My recommendation would be to have another dentist look at this. Look for a dentist with credentials from one of the two major dental implant organizations – the International Congress of Oral Implantologists, and the American Academy of Implant Dentistry. Fellowship or diplomate status in either of these organizations would indicate a dentist who understands and practices quality implant dentistry.
There are two possibilities for what went wrong. It’s possible the implants were restored incorrectly. I think more likely is that the surgery placed the implants in the wrong position.
Sometimes, if the surgery is done by one dentist and the implants are placed by another, there is a communication problem and they are placed in a position that makes it difficult or impossible to restore them correctly. What should be done is that the restorative dentist should make some type of surgical guide that fits in your mouth and that fixes the exact position and angle where the implant should be placed. But a lot of dentists don’t do that.
I wish you the best,
– Dr. Hall
This is a reply that Lilly sent
Thank you for the comprehensive answer. I am suspecting the problem lies with the surgeon. He insisted he was in charge. I never saw the restorative dentist he referred me to until after he was done with the implants.
I have an appointment with both the surgeon (periodontist) and the restorative dentist in two weeks. I am hoping that these implants don’t have to be redone. In that case, is it fair for me to request a refund?

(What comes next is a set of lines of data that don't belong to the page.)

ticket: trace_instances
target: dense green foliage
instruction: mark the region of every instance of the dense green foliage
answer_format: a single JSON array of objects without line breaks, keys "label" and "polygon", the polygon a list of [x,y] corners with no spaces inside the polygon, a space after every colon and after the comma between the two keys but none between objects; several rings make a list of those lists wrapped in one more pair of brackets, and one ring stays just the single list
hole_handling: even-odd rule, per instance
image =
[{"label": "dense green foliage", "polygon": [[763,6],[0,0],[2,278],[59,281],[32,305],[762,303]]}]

I don’t want to return to this periodontist and dentist. You would think the restorative dentist would have known better than to just go ahead and make the bridge and charge me when he knew it was wrong.
-Lilly from California
Very interesting, to get that additional information from you. In my humble opinion, you are within your rights to ask for a refund, assuming that we have this sized up correctly. It is an established principle of implant dentistry that the implants need to be placed according to a restorative treatment plan, and that a surgeon should not place them until the restorative dentist has examined the case and made the determination of where they need to be. Sounds like the surgeon skipped that step.
Get your independent opinion from an implant dentist with a credential from the ICOI or AAID, as I mentioned in my earlier e-mail, and if it is determined that the problem was in the location of the implants and that they need to be replaced, then yes, I would complain. And actually, rather than a refund, ask that the surgeon pay whatever the cost would be to fix the problem, because it will likely cost more to get this fixed right than it cost to do it in the first place, plus you have to re-do the restorative part. I think there is some legal liability here to get this fixed right.